Landlords have to consider sales or raising rents
While those outside the market might be keen to join, the youth who might’ve been keen to jump in are now most likely to be having second thoughts, per Royal LePage’s survey.
More than half (54 per cent) of those aged 18-34 with multiple properties are now considering a sale amid higher interest rates, the survey showed.
Soper notes that the investor market is more likely to see churn than the primary residence segment when rates rise. Many people get into the market and decide they don’t like being a landlord, he says, or find they “overestimated” the returns and upkeep costs that come with owning property as an investment.

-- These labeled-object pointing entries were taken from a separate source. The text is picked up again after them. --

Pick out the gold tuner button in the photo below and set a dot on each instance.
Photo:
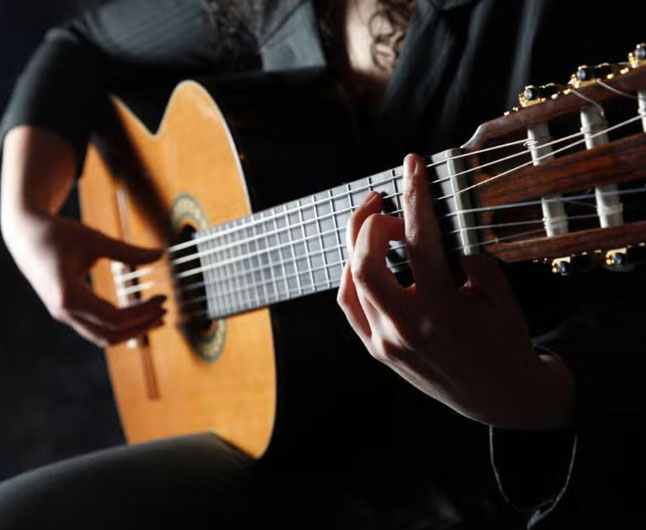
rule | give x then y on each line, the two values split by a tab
562	266
617	258
638	56
533	94
586	75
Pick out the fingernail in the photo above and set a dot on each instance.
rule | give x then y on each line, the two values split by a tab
371	197
410	165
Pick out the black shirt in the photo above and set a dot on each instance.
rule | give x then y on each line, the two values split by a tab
463	62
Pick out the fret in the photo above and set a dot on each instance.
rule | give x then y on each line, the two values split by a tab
293	254
245	265
227	284
358	191
256	244
238	267
280	222
270	243
290	250
218	287
307	279
340	243
319	212
251	290
312	244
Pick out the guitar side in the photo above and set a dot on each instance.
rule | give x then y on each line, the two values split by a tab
162	387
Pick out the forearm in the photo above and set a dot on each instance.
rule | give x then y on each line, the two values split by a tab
37	171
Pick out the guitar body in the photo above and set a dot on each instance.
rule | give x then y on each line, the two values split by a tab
163	388
290	377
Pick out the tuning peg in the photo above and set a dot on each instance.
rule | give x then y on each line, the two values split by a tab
571	264
638	56
624	259
532	95
586	75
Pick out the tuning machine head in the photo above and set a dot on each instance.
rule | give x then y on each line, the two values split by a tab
625	259
638	56
571	264
533	95
587	75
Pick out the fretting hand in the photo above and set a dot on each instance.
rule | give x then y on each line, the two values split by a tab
466	346
55	253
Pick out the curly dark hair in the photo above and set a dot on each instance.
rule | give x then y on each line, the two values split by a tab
387	25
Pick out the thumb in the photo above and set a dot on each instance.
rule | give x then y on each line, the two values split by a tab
486	279
125	253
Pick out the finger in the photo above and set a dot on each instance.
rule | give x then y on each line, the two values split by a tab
371	204
89	306
486	279
124	252
370	273
349	303
103	337
423	236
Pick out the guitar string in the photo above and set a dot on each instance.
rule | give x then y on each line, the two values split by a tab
281	247
528	142
311	288
532	162
255	284
293	259
285	278
148	270
489	226
397	176
394	176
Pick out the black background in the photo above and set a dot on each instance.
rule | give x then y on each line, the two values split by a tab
55	396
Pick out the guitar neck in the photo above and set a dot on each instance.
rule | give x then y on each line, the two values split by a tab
288	251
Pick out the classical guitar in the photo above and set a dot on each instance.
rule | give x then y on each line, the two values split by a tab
559	179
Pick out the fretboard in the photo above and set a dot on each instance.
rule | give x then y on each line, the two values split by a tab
291	250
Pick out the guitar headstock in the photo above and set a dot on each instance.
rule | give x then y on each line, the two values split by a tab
562	177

Victor Tran, a mortgage expert with the comparator site Rates.ca, says the decision to offload an investment property also comes with a few more calculations than exiting the residential market.
While both situations will have penalties to consider when breaking the mortgage, a property that’s not your principal residence is also subject to a capital gains tax, which can significantly affect your overall return, Tran notes.
“That will also impact their bottom line as well,” he says.
Soper says he expects interest in the investment market will continue to trend higher from this point with a conditional pause in the Bank of Canada’s policy rate, rents still on the rise and home values appearing to stabilize after the past year’s correction.
But he cautions would-be investors that while things might look rosy today, becoming a landlord is a business decision and should come with plans for dry years when mortgage rates rise or vacancies pick back up.
“For new investors, it is really critical that they realize this is not the kind of emotional decision that often drives principal residences, your home, your nest decisions. This is a business decision and you need to build a business case,” Soper says.
“One shouldn’t go into this with their eyes half-open.”
While his business case has evolved, Najjar says he was never blinded by the prospect that owning property would be easy money.
“It’s risky, right? But I always say, there are consequences. And it’s a decision I made to buy that property,” he tells Global News.
Najjar says he believes there are “better days ahead” for real estate investments, but he does have to gauge his “risk appetite” in deciding whether to hold onto units in his portfolio.
What worries him is the wider impact of investors like himself grappling with whether to increase rents as their mortgages come up for renewal, and the knock-on effects for families in his community.
“I think the effects of what’s happening, we haven’t seen it 100 per cent yet because people still have fixed mortgages for the next few years,” he says.
“I find that with the way things are going, the increased cost will be passed on to tenants and it’s getting out of hand.”